18918:28 <pinheadmz> but "code(x) = f(x) * g(x) + 1 --- that's the definition of modulus" ?
19018:28 <pinheadmz> sipa 3x+2 ?
19118:29 <glozow> so then, let's say your polyonimal `p(x)` corresponds to string "zzp", what does `x*p(x)` correspond to?
19218:29 <sipa> pinheadmz: no, you subtracted x^2, that's not a multiple of x+1
19318:29 <cguida> glozow: by "works", you mean, solves the equation p(x)*g(x) = 1?
19418:29 <glozow> cguida: yes
19518:29 <pinheadmz> oh its just x+1 ?
19618:30 <sipa> pinheadmz: no
19718:30 <glozow> er, it solves `p(x) = f(x)*g(x) + 1` for some `f(x)`
19818:30 <glozow> but yes same idea
19918:30 <pinheadmz> sorry i can work it out later, math on IRC is making me sweat
20018:30 <sipa> first subtract 2x*(x+1), you get what?
20118:30 <michaelfolkson> x+2
20218:30 <sipa> indeed
20318:30 <cguida> whoops, yeah, i missed an f(x) haha
20418:30 <sipa> what is x+2 mod x+1?
20518:30 <pinheadmz> ok i see that michaelfolkson
20618:31 <michaelfolkson> 1
20718:31 <sipa> bingo
20818:31 <sipa> so x^2 + 3x + 2 mod x+1 = 1
20918:31 <michaelfolkson> Math is horrible until it clicks pinheadmz. Then it is beautiful ;)
21018:31 <glozow> okie we probably should move on, heh
21118:32 <glozow> How does Bech32m solve this length extension mutation issue?
21218:32 <cguida> new checksum constant!
21318:33 <glozow> cguida: yep!
21418:33 <sipa> nehan: indeed g(x) is the generator
21518:33 <cguida> i'm not sure why that fixes, other than to guess that it's because it's much larger than 1, so it doens't correspond to any of the letters
21618:34 <glozow> Imma just keep chugging along with the review club questions.

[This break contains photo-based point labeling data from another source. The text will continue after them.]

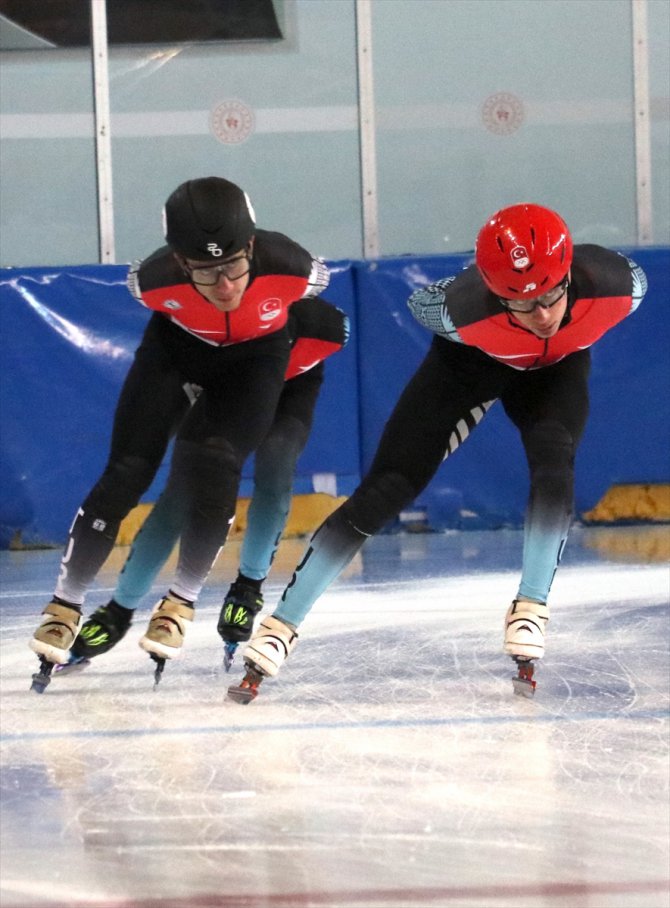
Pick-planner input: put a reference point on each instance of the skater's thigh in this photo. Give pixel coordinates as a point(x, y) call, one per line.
point(555, 394)
point(447, 393)
point(240, 402)
point(151, 405)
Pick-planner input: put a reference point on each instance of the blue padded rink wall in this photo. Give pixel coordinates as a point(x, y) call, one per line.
point(389, 765)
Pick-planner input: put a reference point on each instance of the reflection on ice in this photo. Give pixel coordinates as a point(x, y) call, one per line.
point(388, 765)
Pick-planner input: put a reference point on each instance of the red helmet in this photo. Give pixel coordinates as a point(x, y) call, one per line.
point(523, 251)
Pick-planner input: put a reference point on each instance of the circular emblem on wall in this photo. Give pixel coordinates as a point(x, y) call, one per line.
point(502, 113)
point(232, 122)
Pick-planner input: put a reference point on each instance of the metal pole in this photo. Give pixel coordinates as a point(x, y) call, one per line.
point(366, 125)
point(642, 125)
point(103, 135)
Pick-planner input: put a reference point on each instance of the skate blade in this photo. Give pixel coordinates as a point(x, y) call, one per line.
point(158, 671)
point(242, 694)
point(229, 651)
point(247, 689)
point(42, 678)
point(73, 666)
point(523, 683)
point(524, 687)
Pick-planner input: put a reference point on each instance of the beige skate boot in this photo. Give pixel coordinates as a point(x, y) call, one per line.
point(525, 624)
point(167, 627)
point(270, 646)
point(57, 632)
point(264, 655)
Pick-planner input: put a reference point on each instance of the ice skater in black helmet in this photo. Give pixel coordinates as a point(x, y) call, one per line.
point(220, 291)
point(516, 326)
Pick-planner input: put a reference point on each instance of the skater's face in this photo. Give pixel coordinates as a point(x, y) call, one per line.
point(224, 283)
point(545, 316)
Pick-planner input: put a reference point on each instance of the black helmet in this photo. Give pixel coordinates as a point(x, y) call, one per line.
point(209, 218)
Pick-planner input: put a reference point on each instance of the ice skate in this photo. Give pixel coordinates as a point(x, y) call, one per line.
point(263, 657)
point(525, 624)
point(52, 640)
point(236, 620)
point(165, 634)
point(98, 634)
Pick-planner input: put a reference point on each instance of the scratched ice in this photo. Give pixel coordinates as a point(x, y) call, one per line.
point(388, 766)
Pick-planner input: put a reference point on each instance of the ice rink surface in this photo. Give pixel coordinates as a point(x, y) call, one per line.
point(389, 765)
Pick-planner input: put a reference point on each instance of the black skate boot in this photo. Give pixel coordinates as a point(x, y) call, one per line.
point(99, 633)
point(242, 603)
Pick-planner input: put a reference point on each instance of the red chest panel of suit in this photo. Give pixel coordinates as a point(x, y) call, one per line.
point(263, 309)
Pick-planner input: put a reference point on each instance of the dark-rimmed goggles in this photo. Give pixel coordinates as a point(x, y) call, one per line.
point(232, 270)
point(545, 301)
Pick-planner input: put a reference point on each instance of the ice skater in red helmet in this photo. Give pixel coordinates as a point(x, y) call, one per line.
point(515, 327)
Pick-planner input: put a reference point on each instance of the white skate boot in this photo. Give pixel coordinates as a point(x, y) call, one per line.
point(525, 624)
point(167, 628)
point(264, 655)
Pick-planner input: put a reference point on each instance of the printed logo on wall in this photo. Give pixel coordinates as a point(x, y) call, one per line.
point(232, 122)
point(502, 113)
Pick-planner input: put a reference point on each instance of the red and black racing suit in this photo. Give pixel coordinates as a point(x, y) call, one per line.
point(482, 353)
point(238, 359)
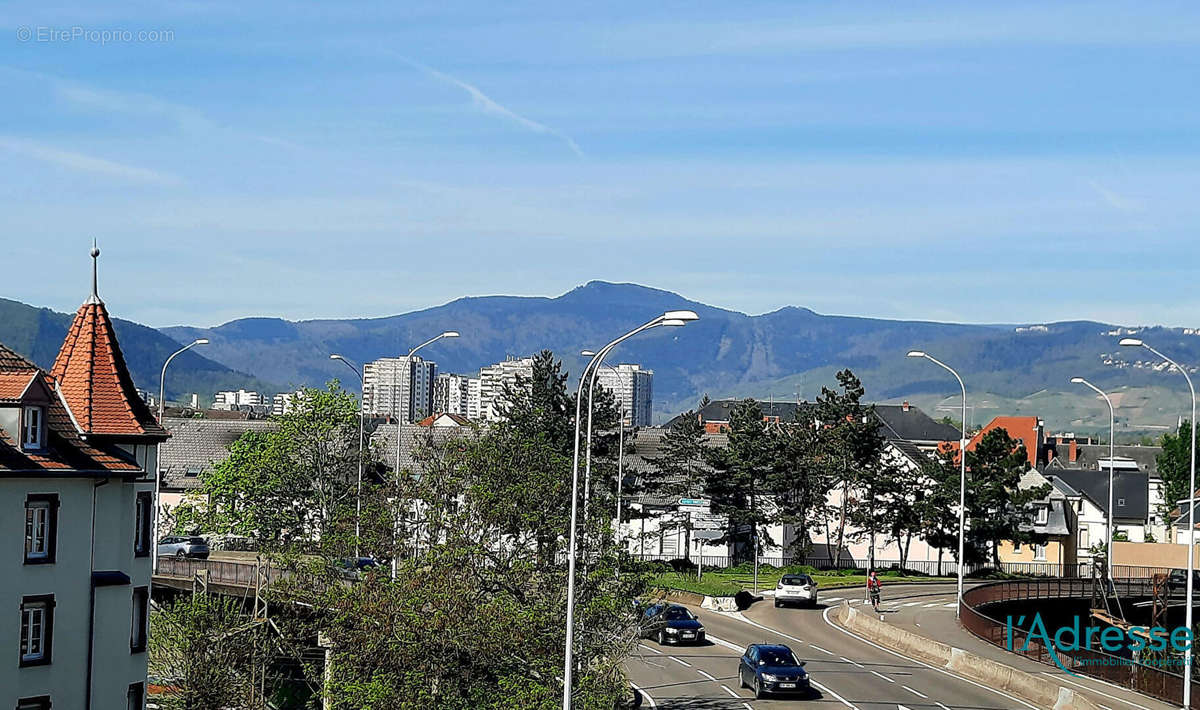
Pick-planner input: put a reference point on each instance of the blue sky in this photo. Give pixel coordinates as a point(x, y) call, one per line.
point(955, 161)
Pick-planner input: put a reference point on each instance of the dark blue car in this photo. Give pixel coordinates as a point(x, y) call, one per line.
point(772, 668)
point(671, 624)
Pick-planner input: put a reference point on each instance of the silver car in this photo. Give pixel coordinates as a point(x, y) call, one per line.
point(184, 547)
point(796, 589)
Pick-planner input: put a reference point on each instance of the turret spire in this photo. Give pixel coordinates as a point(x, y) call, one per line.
point(95, 287)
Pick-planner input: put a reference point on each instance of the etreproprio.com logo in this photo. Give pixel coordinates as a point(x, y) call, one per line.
point(1110, 639)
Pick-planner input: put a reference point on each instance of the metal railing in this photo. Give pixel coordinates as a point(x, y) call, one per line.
point(1120, 671)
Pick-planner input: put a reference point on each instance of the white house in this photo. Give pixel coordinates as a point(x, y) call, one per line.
point(77, 452)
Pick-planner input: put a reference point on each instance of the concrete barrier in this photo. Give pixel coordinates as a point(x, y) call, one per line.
point(1036, 690)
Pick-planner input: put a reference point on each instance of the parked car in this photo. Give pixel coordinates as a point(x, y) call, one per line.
point(355, 567)
point(796, 589)
point(184, 547)
point(772, 668)
point(1177, 581)
point(671, 624)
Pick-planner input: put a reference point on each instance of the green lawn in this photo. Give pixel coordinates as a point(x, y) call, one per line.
point(727, 583)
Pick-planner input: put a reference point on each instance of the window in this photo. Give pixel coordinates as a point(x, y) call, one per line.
point(31, 428)
point(142, 524)
point(36, 630)
point(41, 528)
point(138, 626)
point(135, 699)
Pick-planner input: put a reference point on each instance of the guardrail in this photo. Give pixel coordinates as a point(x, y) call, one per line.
point(1116, 669)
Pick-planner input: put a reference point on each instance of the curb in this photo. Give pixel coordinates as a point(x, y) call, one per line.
point(1032, 689)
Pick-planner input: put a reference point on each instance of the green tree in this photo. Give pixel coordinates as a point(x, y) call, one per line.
point(999, 509)
point(1174, 464)
point(738, 475)
point(679, 471)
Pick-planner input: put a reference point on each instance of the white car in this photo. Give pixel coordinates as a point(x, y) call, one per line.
point(796, 589)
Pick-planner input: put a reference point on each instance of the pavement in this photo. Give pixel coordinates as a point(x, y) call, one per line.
point(847, 671)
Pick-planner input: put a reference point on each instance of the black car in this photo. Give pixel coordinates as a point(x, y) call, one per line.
point(772, 668)
point(671, 624)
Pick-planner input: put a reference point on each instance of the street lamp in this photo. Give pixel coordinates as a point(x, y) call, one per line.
point(671, 318)
point(157, 477)
point(1113, 428)
point(621, 459)
point(408, 361)
point(358, 498)
point(1192, 525)
point(963, 469)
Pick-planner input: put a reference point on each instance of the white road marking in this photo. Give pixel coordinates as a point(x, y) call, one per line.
point(1057, 678)
point(825, 690)
point(645, 695)
point(870, 643)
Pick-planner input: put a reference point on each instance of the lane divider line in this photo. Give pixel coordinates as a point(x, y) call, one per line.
point(942, 671)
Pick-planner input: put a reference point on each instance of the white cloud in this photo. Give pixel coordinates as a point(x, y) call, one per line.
point(84, 163)
point(489, 106)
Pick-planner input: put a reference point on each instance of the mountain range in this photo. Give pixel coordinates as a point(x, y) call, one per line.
point(786, 354)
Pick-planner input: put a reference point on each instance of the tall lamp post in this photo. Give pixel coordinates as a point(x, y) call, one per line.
point(1192, 509)
point(400, 426)
point(1113, 429)
point(621, 458)
point(157, 476)
point(963, 470)
point(358, 497)
point(671, 318)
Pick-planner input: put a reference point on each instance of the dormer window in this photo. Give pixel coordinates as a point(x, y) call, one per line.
point(33, 431)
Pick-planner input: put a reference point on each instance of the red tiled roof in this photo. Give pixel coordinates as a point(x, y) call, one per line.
point(65, 450)
point(96, 384)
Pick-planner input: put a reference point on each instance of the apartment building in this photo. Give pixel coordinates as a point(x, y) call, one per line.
point(400, 387)
point(495, 378)
point(77, 452)
point(451, 393)
point(634, 389)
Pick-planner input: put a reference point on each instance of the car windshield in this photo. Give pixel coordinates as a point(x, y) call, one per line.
point(778, 657)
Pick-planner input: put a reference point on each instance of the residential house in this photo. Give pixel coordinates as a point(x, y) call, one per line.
point(78, 450)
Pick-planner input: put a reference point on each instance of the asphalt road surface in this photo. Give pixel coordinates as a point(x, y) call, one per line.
point(846, 671)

Moving forward, which addresses will be encoded using Bech32, and which ones with Bech32m?
21718:35 <cguida> segwit v0 with bech32, subsequent versions bech32m
21818:35 <pinheadmz> segwit v0 keeps bech32, everything from here on out (starting with taproot, witness v1) will get bech32m
21918:35 <glozow> cguida: pinheadmz: correct!
22018:35 <sipa> cguida: the specific change doesn't work anymore, because to do the same, you'd need to (a) subtract the new constant (b) multiply by a power of x (c) add the constant again... if you work that out, you'll see that it requires changing many more characters changed, due to the new constant having many more nonzero coefficients
22118:35 <glozow> How does this affect the compatibility of existing software clients?
22218:35 <cguida> glozow: it doesn't!
22318:36 <cguida> hopefully haha
22418:36 <b10c> Does not affect it: v0 does not change and v1 likely doesn't exist yet
22518:36 <pinheadmz> existing, assuming no one has implemented taproot wallets yet using bech32 ...?
22618:36 <b10c> v1 clients*
22718:36 <sipa> pinheadmz: if they did, not for mainnet i hope!
22818:36 <michaelfolkson> pinheadmz: Assuming there are no problems with bech32m (which hopefully and most likely will be the case)
22918:36 <AnthonyRonning> so anyone that can send to a native segwit address can send to bech32m by default?
23018:36 <cguida> sipa: ahh cool, so it's sort of unpredictable what letters would need to change in order to keep the same checksum
23118:37 <pinheadmz> although sipa if i gave you a witness v1 bech32 address an old wallet would still be able to send to that address right?
23218:37 <cguida> sipa: and it would be multiple letters rather than just a single q
23318:37 <sipa> pinheadmz: yes, but also any miner could steal it
23418:37 <glozow> AnthonyRonning: they must, if it's v1+
23518:37 <pinheadmz> before activation yah
23618:38 <AnthonyRonning> glozow: cool, good to know!
23718:38 <pinheadmz> but after lockin, a wallet that doesnt know about bech32m would still work?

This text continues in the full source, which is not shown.